Novi God is Russian for “new year,” and has traditionally been celebrated in the states of the former Soviet Union. It is also often celebrated by Israeli citizens who emigrated from that region, but is largely viewed as a non-Jewish celebration and is typically disdained in Orthodox circles, since some symbols of Christmas, such Christmas trees, have also been associated with the celebration.

But two members of the religious Bayit Yehudi party – who are immigrants from the region and hold positions in the political movement – decided to break the taboo this year and put on a party.

The event was held at the Gula culture and leisure center in Petah Tikva, and included a performance by well-known stand-up comic Giora Zinger, who is himself from the Soviet immigrant community.
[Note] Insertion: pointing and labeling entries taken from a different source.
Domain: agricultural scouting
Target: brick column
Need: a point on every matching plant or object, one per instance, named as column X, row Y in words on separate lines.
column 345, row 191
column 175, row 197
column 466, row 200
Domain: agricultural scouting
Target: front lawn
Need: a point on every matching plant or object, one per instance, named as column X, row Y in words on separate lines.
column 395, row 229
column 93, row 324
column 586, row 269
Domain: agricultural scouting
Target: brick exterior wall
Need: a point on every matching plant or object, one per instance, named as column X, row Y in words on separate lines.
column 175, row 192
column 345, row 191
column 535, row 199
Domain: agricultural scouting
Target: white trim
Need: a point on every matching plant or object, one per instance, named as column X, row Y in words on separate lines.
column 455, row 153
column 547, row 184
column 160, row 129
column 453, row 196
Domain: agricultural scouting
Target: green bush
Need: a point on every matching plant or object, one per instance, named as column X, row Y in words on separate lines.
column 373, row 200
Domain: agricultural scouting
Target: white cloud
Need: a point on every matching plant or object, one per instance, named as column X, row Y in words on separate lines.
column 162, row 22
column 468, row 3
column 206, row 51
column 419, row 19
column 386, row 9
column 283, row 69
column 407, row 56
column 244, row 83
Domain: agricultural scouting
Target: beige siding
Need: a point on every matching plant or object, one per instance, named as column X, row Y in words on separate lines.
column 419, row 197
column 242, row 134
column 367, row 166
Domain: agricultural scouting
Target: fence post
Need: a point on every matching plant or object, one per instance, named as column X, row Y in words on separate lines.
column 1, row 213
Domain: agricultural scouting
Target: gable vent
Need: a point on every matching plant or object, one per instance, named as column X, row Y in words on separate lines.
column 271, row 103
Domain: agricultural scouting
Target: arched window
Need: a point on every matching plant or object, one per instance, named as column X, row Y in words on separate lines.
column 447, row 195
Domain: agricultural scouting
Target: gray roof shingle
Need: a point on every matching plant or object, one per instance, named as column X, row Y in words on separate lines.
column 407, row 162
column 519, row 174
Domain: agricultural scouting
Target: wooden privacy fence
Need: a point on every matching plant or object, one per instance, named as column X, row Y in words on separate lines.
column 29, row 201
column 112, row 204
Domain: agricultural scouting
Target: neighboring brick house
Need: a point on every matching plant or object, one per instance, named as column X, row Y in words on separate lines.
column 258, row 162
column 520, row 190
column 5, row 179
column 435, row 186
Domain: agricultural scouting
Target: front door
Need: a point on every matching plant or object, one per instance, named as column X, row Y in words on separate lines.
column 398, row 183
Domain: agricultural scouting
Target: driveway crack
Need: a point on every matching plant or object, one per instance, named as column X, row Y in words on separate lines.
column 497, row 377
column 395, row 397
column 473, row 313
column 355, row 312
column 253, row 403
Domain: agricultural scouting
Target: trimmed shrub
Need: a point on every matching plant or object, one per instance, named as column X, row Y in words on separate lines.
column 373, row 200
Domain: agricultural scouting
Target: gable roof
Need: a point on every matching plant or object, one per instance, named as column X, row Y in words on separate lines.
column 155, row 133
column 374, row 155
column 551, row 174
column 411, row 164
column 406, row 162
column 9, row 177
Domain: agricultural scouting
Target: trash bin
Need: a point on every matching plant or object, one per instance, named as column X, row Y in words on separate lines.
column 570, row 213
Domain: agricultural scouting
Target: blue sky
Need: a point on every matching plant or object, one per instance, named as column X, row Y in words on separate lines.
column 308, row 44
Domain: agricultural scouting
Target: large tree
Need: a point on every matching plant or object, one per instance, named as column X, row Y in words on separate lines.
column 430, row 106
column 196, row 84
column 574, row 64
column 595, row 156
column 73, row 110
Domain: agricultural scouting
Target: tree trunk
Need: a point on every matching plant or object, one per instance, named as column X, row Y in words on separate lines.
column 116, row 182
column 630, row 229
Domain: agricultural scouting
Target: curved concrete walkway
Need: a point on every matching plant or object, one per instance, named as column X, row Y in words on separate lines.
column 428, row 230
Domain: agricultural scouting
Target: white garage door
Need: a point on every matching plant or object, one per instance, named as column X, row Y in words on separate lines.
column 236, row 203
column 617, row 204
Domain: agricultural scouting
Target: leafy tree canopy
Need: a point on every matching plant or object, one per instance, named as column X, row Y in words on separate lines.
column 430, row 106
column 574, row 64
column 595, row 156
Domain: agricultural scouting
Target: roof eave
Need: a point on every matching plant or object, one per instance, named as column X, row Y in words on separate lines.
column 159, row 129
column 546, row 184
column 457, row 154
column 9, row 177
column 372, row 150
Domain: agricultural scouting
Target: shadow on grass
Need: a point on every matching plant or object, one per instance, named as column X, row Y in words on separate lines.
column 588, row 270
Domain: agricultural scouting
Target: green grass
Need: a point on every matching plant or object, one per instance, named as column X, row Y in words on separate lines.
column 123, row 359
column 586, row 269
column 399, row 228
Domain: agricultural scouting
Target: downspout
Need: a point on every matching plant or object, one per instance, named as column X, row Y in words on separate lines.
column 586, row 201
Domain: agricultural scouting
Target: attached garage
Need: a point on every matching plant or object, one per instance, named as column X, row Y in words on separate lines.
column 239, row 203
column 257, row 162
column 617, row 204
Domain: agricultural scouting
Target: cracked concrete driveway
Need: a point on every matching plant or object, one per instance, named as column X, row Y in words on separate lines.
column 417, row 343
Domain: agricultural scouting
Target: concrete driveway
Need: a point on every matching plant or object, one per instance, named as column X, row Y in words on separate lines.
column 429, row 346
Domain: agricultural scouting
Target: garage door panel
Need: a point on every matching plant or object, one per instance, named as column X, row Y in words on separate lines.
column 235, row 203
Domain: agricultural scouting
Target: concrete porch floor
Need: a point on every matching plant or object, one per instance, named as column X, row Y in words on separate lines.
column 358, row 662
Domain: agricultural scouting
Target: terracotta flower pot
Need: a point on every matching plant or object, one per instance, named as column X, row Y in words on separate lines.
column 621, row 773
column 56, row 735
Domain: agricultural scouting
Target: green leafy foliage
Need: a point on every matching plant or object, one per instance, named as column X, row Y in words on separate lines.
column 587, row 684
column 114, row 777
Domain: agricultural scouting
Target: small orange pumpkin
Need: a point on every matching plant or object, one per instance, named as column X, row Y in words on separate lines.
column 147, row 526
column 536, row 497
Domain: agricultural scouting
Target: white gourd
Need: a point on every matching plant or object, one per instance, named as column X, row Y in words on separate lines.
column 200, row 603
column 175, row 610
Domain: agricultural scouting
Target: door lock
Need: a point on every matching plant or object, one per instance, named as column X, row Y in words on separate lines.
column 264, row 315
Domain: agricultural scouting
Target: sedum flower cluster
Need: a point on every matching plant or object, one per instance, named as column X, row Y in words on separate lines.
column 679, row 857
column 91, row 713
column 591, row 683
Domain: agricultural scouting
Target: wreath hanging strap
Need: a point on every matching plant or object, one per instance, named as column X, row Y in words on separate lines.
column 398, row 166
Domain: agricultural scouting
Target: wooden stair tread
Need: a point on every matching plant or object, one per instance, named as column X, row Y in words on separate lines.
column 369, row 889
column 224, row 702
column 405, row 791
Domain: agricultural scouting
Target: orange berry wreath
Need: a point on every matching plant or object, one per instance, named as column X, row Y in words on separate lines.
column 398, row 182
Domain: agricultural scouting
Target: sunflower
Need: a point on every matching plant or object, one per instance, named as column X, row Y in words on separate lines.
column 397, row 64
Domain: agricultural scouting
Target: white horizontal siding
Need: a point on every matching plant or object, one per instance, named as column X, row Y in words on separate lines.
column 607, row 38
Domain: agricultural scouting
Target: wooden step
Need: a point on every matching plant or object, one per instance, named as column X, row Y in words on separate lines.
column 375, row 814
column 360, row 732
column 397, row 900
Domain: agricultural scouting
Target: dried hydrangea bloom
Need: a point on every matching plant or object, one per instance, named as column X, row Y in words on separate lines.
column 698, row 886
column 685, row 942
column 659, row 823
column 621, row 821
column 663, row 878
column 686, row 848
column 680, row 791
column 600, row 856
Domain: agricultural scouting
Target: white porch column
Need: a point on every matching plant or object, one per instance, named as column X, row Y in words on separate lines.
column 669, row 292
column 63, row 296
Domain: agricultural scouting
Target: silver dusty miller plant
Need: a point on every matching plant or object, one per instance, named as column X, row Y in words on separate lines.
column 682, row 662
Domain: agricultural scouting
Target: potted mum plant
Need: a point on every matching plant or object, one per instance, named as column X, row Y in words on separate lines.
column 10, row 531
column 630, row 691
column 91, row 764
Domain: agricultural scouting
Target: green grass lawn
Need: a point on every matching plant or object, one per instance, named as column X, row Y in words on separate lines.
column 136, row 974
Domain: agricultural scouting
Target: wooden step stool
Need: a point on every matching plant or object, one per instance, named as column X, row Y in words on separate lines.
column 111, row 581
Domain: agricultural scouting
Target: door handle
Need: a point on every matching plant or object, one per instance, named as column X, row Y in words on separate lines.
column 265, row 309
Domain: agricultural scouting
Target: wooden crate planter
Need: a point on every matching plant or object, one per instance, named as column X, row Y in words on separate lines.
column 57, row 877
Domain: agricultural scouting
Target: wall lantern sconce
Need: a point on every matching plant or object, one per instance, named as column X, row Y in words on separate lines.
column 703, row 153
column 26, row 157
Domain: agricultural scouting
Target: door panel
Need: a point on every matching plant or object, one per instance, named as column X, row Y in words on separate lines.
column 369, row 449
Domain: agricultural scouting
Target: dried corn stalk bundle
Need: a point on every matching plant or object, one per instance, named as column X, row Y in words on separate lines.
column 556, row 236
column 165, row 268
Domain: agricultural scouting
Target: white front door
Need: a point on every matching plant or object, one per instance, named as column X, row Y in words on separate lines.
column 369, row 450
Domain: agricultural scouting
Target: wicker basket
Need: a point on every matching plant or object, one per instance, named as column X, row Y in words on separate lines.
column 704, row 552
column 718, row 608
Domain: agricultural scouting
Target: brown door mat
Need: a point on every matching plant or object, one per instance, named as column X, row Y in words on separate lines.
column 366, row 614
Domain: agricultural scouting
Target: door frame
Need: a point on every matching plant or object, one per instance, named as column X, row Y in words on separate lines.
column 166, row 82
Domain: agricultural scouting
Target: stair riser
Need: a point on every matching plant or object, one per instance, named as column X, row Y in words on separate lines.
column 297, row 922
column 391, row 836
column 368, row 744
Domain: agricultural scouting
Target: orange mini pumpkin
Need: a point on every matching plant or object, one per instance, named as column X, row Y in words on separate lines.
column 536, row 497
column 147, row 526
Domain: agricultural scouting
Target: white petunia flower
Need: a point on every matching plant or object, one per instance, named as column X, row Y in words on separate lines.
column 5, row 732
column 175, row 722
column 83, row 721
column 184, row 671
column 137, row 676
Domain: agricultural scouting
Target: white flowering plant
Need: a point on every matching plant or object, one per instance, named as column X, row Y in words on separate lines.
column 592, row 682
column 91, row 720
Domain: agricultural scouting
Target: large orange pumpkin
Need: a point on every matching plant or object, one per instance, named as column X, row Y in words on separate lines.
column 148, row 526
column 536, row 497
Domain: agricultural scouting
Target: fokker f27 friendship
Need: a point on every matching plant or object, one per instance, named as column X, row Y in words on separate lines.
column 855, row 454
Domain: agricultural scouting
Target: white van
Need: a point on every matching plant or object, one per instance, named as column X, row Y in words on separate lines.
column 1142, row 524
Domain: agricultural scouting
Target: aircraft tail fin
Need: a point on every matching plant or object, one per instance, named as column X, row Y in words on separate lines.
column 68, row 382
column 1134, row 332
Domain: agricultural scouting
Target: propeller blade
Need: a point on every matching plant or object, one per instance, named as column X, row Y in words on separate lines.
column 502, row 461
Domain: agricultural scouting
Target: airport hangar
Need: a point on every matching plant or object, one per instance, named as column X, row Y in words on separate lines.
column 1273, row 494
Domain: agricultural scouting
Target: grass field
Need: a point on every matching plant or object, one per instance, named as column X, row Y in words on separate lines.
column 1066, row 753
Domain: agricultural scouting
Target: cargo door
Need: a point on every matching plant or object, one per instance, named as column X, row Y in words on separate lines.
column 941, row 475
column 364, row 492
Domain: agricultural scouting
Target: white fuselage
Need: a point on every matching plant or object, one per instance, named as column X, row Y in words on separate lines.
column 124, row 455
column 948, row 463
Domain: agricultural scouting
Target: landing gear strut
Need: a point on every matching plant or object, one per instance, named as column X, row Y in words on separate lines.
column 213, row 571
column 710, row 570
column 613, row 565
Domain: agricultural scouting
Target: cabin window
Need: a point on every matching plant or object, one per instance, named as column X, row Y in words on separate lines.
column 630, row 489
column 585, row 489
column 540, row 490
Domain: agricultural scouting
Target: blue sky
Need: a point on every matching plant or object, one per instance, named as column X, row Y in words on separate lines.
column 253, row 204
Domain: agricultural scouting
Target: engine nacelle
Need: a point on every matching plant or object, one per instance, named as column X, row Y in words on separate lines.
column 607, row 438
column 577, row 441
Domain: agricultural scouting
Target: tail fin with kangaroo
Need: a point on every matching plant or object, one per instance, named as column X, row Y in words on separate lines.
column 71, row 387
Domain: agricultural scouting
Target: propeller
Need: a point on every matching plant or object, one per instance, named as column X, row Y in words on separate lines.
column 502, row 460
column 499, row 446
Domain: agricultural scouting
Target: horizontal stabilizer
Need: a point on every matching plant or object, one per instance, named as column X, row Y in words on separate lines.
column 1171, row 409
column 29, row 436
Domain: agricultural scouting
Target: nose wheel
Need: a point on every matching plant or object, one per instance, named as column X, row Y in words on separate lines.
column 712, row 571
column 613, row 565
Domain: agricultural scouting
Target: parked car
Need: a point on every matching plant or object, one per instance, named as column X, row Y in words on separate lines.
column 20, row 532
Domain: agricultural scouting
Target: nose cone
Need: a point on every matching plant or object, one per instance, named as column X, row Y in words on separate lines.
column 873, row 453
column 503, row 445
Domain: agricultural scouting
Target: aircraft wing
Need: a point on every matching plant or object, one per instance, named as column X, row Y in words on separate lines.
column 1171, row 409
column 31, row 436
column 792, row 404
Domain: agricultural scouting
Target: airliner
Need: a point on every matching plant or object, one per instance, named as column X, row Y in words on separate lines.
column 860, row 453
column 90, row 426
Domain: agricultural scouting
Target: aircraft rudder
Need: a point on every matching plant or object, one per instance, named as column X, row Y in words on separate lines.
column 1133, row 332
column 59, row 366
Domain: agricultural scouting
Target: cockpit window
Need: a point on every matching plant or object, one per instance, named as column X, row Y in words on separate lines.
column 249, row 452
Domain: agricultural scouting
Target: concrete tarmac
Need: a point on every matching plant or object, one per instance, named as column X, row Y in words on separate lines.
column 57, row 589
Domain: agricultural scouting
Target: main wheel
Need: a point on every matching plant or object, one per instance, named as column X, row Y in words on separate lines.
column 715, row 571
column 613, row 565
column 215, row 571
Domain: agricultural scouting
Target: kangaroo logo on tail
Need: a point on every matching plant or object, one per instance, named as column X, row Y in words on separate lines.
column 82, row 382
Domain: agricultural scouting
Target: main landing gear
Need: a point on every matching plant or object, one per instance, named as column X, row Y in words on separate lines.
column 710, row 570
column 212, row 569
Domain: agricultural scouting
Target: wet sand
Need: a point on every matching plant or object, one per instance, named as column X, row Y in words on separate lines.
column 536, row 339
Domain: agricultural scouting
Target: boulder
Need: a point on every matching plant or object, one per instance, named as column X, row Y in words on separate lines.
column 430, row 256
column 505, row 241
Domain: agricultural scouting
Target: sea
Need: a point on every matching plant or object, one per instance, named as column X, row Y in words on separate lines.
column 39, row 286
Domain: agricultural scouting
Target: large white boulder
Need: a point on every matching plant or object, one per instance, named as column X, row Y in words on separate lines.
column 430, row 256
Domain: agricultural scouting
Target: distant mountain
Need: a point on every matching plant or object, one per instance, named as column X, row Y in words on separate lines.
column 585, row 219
Also on offer were mulled wine; a musical performance by Simple Light – a religious musician from the immigrant community; and a championship competition of Durak – a popular card game in countries of the former-Soviet Union.

“Novi God is a civil and family holiday which was suppressed for years and celebrated in Russia by Jews who were looking for a social and family meeting point,” said Idit Druyan, a spokeswoman for the Bayit Yehudi party and one of the organizers of the event.

“Russian culture is very rich, and the second generation of Russian immigrants are interested in combining it as part of Israeli culture,” she said. “Novi God is considered something not to be touched amongst the national-religious establishment in Israel, and the time has come to break down the walls of ignorance on this issue. The event is pioneering and a sign of the beginning of a change of consciousness – and I hope it will become a tradition.”

Yonatan Dobov, chairman of the Bayit Yehudi Youth Wing and a fellow organizer, also pointed out that Novi God is not a Christian or religious holiday, but rather a cultural and family festival that has become deeply entrenched within Russian culture, including among Soviet immigrants to Israel.

“While other holidays from other communities have found their place of honor within the Israeli calendar, the rich Jewish-Russian culture has not merited this same status,” said Dobov.

“There was an immigration of more than a million people who have made their mark in Israel, and their unique contribution should not be ignored, nor [should] the rich culture and the customs they brought with them,” he said. “There is no prohibition in Jewish law of celebrating Novi God, since it is a civil and family holiday – and that’s how we want to mark it.”